Depuis le début du confinement pour l’ensemble de la population française, annoncé le 16 mars 2020, la question du maintien des parloirs pour les détenus en période de coronavirus est, de facto, réglée : il n’y en aura plus jusqu’à nouvel ordre. Mais n’est-ce pas trop tard pour endiguer la propagation virale ? Jusqu’à présent, les directives adressées quotidiennement aux chefs d’établissement par l’intermédiaire des notes de la direction de l’administration pénitentiaire (DAP) s’en remettaient à ces derniers pour régler les questions les plus sensibles, dont celles des parloirs et des promenades, au « cas par cas », selon les régions, le contexte épidémiologique, etc. « Il n’y a pas eu de consignes strictes qui permettent d’appliquer une politique sanitaire cohérente sur l’ensemble du territoire. Le risque est d’avoir fait entrer le coronavirus au sein de la prison et de mettre en danger tant le personnel que les détenus, prévient Farida Ed Dasiri, secrétaire générale du Syndicat national FO-PPIP des personnels de surveillance et de probation. De plus, une personne qui revient du parloir est suspectée par ses codétenus de ramener le virus avec elle, ce qui crée un climat de suspicion et fait monter la tension, déjà palpable en temps normal. »

De nombreuses inconnues

Sans compter que les informations sur le coronavirus qui tournent en boucle à la télévision dans les cellules ne sont pas faites pour apaiser les esprits. Et que, tout comme pour l’hôpital, les moyens mis à disposition des personnels des prisons ne sont pas à la hauteur des circonstances. « Nous n’avons quasiment rien : ni masques, ni gants, ni papier pour nous essuyer les mains, et nous demandons du gel hydroalcoolique car nous ouvrons et fermons de nombreuses portes », précise Samuel Gauthier, secrétaire national adjoint de la CGT pénitentiaire.

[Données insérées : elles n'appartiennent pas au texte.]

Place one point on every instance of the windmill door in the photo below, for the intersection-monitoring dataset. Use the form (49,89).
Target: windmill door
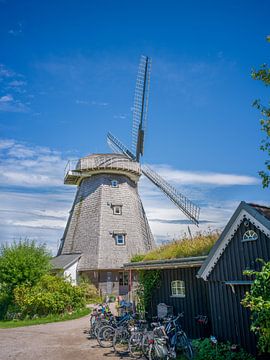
(123,282)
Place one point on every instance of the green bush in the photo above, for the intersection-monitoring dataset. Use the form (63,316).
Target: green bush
(206,350)
(51,295)
(22,262)
(258,300)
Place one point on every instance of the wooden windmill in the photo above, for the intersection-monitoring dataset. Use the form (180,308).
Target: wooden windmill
(107,223)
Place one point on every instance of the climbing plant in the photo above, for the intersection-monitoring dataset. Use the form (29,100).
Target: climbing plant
(258,300)
(148,281)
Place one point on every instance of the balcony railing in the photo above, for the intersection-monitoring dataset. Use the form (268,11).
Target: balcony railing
(102,162)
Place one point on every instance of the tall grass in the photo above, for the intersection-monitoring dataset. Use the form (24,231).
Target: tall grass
(199,245)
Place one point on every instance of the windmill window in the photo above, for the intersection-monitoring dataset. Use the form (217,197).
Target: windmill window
(114,183)
(250,235)
(178,288)
(123,278)
(117,209)
(120,239)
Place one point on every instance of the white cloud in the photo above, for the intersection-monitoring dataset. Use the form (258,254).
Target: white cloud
(15,101)
(30,166)
(34,203)
(89,102)
(6,98)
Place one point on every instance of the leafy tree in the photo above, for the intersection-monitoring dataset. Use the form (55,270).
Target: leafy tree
(22,262)
(258,300)
(263,74)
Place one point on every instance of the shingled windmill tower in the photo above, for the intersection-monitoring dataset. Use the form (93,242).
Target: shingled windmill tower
(107,223)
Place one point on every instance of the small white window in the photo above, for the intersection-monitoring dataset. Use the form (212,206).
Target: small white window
(120,239)
(117,209)
(178,288)
(250,235)
(114,183)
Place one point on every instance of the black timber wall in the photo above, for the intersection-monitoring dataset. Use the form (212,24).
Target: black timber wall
(230,320)
(194,303)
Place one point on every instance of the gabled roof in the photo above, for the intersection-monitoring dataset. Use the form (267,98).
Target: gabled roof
(256,214)
(64,261)
(195,261)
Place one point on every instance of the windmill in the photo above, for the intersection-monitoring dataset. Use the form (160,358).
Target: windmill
(140,111)
(107,224)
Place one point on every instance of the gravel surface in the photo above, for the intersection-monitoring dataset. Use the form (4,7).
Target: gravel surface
(65,340)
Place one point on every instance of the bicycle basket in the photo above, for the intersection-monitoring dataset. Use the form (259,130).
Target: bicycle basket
(161,349)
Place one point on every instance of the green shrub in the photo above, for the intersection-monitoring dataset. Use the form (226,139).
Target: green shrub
(206,350)
(199,245)
(22,262)
(258,300)
(137,258)
(51,295)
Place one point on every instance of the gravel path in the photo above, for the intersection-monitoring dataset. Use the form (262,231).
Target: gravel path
(57,341)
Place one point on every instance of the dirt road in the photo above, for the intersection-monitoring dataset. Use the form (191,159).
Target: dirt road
(57,341)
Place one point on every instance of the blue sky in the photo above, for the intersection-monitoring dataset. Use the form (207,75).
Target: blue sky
(67,76)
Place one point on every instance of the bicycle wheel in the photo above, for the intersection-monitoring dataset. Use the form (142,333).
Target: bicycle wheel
(152,353)
(120,341)
(98,325)
(135,345)
(147,337)
(105,336)
(183,345)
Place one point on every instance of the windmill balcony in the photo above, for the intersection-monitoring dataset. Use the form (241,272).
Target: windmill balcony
(76,170)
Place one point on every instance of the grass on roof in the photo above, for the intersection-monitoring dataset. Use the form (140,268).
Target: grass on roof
(199,245)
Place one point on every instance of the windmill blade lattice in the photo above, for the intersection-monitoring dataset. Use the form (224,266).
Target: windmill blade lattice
(140,106)
(191,210)
(119,147)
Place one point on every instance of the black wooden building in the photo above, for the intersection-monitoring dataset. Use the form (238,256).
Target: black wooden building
(214,286)
(245,239)
(180,288)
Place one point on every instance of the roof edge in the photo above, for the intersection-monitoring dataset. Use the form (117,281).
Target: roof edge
(166,263)
(227,234)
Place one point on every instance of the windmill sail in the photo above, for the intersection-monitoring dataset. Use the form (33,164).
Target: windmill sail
(140,107)
(118,147)
(191,210)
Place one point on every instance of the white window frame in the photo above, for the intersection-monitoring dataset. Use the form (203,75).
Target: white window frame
(116,208)
(250,235)
(178,288)
(114,183)
(117,237)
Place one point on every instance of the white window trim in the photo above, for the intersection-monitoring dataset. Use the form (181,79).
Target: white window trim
(248,236)
(116,239)
(180,287)
(114,183)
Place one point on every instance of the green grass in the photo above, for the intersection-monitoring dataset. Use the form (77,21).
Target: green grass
(44,320)
(200,245)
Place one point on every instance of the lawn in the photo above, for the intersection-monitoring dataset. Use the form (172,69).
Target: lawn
(44,320)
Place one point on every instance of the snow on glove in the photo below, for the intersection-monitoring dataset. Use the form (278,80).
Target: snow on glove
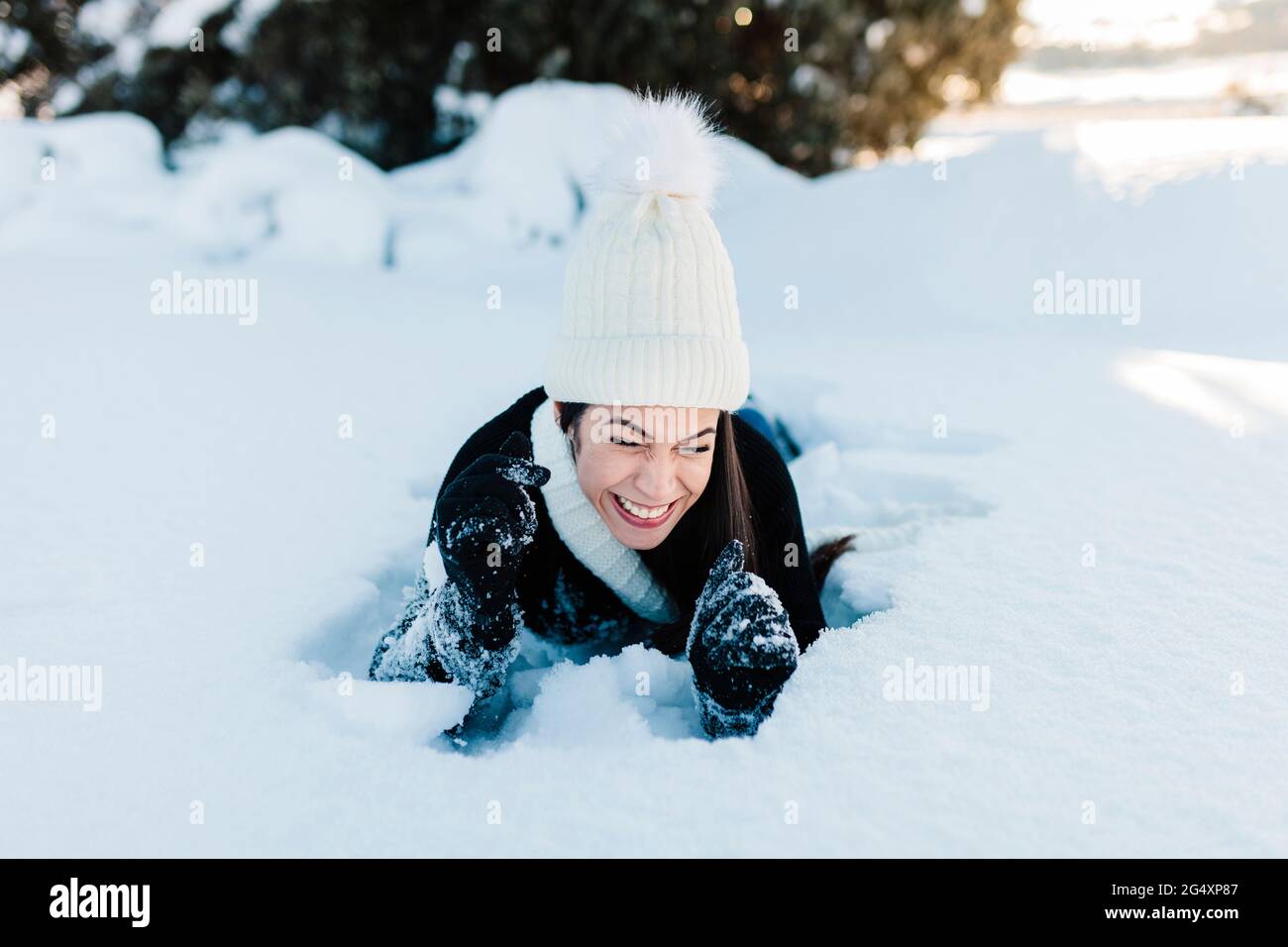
(741,647)
(483,521)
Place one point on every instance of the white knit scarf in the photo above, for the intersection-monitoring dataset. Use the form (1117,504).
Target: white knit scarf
(585,532)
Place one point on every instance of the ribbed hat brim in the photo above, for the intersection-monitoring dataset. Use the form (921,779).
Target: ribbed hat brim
(673,369)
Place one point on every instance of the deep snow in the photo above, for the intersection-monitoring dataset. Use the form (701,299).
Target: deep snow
(986,455)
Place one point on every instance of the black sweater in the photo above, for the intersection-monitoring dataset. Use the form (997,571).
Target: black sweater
(565,600)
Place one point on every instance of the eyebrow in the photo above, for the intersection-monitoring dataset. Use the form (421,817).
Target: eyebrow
(642,433)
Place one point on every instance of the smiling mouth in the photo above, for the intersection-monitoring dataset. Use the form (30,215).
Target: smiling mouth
(640,515)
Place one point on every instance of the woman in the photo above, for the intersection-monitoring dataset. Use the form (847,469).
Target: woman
(625,500)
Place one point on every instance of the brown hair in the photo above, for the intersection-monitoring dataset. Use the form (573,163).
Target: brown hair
(722,512)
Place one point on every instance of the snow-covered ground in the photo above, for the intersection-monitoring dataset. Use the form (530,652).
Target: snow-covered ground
(1085,513)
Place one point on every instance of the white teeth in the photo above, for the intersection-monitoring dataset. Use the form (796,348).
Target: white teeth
(642,512)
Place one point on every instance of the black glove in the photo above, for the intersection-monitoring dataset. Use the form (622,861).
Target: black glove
(487,504)
(741,646)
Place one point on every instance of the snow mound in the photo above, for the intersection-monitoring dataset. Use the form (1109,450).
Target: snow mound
(295,193)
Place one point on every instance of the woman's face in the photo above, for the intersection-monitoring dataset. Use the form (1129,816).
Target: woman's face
(643,467)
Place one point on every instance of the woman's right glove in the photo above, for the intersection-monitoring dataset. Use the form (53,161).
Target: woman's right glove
(483,522)
(741,647)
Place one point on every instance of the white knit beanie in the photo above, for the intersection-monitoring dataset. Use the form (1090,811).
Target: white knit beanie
(651,316)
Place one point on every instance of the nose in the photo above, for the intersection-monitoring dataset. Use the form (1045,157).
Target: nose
(657,478)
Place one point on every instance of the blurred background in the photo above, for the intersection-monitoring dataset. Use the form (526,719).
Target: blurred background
(406,80)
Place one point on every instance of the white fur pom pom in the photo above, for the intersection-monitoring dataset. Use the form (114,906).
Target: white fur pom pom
(665,145)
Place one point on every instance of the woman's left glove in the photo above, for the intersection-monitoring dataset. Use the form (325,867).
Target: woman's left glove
(741,647)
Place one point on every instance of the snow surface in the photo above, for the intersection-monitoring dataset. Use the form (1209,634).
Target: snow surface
(1150,685)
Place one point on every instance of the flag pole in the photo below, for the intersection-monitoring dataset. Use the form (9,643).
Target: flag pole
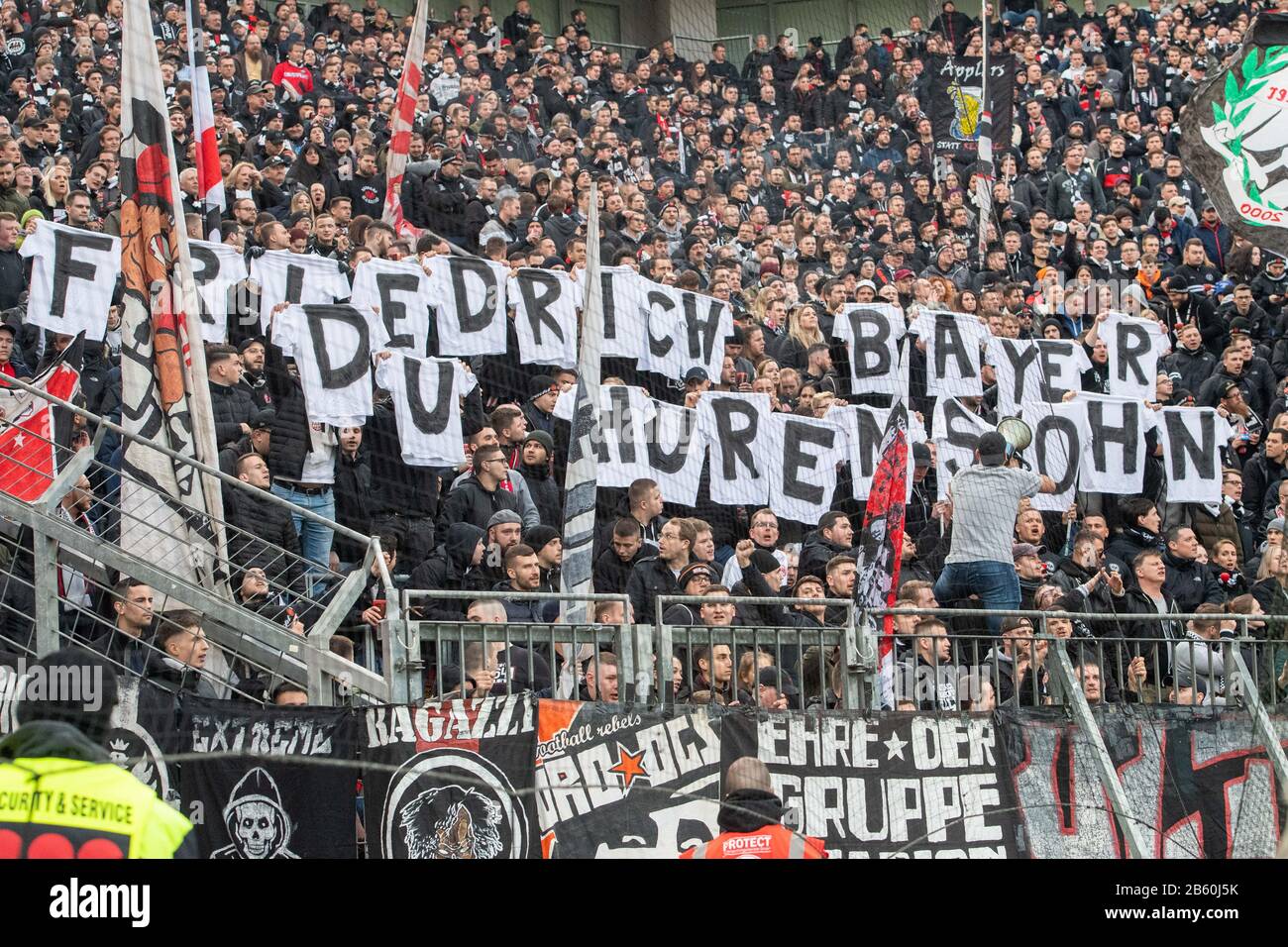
(984,147)
(404,114)
(581,478)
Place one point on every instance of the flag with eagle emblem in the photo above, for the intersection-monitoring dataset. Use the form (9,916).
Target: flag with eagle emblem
(1234,131)
(170,513)
(881,543)
(402,120)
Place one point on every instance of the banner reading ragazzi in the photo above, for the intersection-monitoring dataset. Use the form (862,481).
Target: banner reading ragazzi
(450,780)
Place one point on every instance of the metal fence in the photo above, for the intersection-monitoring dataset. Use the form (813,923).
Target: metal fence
(270,616)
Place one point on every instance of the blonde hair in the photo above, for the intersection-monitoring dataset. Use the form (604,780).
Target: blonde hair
(799,334)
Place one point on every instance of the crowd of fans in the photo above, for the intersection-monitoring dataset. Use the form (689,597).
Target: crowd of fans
(790,184)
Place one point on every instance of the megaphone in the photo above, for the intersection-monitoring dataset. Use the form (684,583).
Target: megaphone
(1017,433)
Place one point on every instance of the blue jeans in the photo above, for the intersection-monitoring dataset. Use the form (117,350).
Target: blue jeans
(314,538)
(995,582)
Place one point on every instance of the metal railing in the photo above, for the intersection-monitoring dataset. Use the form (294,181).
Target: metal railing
(1051,668)
(553,657)
(277,617)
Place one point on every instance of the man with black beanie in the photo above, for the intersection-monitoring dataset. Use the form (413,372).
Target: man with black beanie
(750,819)
(58,753)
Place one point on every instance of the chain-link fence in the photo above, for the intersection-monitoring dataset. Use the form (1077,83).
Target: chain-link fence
(65,578)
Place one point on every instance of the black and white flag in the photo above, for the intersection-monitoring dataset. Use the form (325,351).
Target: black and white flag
(72,277)
(287,277)
(426,405)
(333,347)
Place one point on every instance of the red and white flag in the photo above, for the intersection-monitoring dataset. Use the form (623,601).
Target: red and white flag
(404,114)
(210,182)
(29,462)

Certes, le protocole à mettre en œuvre en milieu carcéral est connu depuis deux semaines : outre les mesures-barrières, difficilement applicables en l’absence d’équipement, le détenu doit être isolé si une contamination est suspectée. En cas de maladie grave due au coronavirus, il est transporté soit dans l’unité de soins hospitaliers (USH), soit à l’hôpital. Et les détenus malades devraient être confinés dans l’enceinte de la prison. Face à de probables contaminations parmi une population où les détenus âgés, vulnérables ou souffrant d’autres pathologies sont nombreux, la direction de l’administration pénitentiaire se veut rassurante : « Nous avons prévu des quartiers qui seront dédiés aux détenues qui seraient malades et qu’il faudrait isoler. » Mais à la prison de Rennes, des détenus ont été déplacés pour libérer des espaces destinés à recevoir des personnes contaminées, ce qui a eu pour conséquence de surcharger certaines cellules et de créer des frictions.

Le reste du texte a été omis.